/* SEO STARTS */ ?> /* SEO ENDS */ ?>
Vaccine maker Sanofi Pasteur broke ground on a $150 million addition at its Swiftwater campus, bringing with it more jobs and a renewed commitment to Northeastern Pennsylvania.
The facility will open in time for the 2009 flu season. Its completion will double the capability of making flu vaccine at the Monroe County site, where Sanofi Pasteur expects to add more than 100 jobs. The company, formerly known as Aventis Pasteur, added more than 870 jobs in Swiftwater from December 1999 to June, spokeswoman Ellyn Schindler said.
“We continue to invest and we continue to create jobs,” said David J. Williams, chairman and CEO of Sanofi Pasteur. “Our Pennsylvania location is a very important location.”
The $150 million price tag will fill 145,000 square feet with the latest technology, said Len Lavenda, a Sanofi spokesman. Flu vaccine is produced through a complicated and expensive process, which requires high-quality equipment and no contamination.

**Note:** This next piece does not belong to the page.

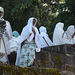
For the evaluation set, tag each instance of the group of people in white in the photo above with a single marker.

“It is an impressive facility,” Mr. Lavenda said. “It is the largest capital expenditure Sanofi Pasteur has ever made anywhere in the world.”
Austin Burke, president of the Greater Scranton Chamber of Commerce, said the project is the largest private investment he can remember in the region. The only project more expensive was the Casey Highway at nearly $500 million, Mr. Burke said.
The project puts Northeastern Pennsylvania on the map worldwide, because of the importance of the vaccines produced by Sanofi, Mr. Burke said.
State and federal subsidies totaling $15 million helped complete a $40 million sewer expansion the company said it needed for the new facility. The cost for the sewer upgrades is in addition to the investment for the new campus facility.
Sanofi had threatened to move this new expansion to Canada or France unless subsidies were provided.
“The Commonwealth has great respect for Sanofi Pasteur - a company that has
continued to grow and expand right here in Pennsylvania while protecting and saving lives each and every day,” Gov. Ed Rendell said at the groundbreaking.
The company now employs about 1,500 people in its Swiftwater headquarters and about 120 more at VaxServe, a vaccine-sales unit in downtown Scranton.
The new plant will double the domestic flu vaccine capability for Sanofi, which was the only maker of injectable flu vaccine in the U.S. as of last year.
Its capacity was more than strained last season when England-based Chiron Corp., the only other producer of injectable flu vaccine, could not fill orders because of contamination problems.
This year the Swiftwater campus could produce about 50 million doses under normal circumstances, Ms. Schindler said. The company operates six other vaccine plants around the world.
The new plant, previously estimated to cost $160 million, is the latest planned addition in Swiftwater. It joins a $37 million vaccine development laboratory, a $77.5 million formulation and filling plant, a $26 million administration building and a $30 million meningitis vaccine plant.
The company's effort to profit from preventing meningitis got a boost earlier this year when the U.S. Centers for Disease Control and Prevention recommended all 11 and 12 year olds receive vaccinations. Sanofi is the only domestic maker of Menactra, the recommended vaccine.
Vaccine-making in Swiftwater dates to the late 1890s, when Dr. Richard Slee opened a laboratory on a 4.3-acre site. The company, called Pocono Biological Laboratories, made the first glycerinated smallpox vaccine in 1898.
The site has seen several name and ownership changes since. Sanofi Pasteur's France-based parent company, now called Sanofi Aventis, became the latest owner last year.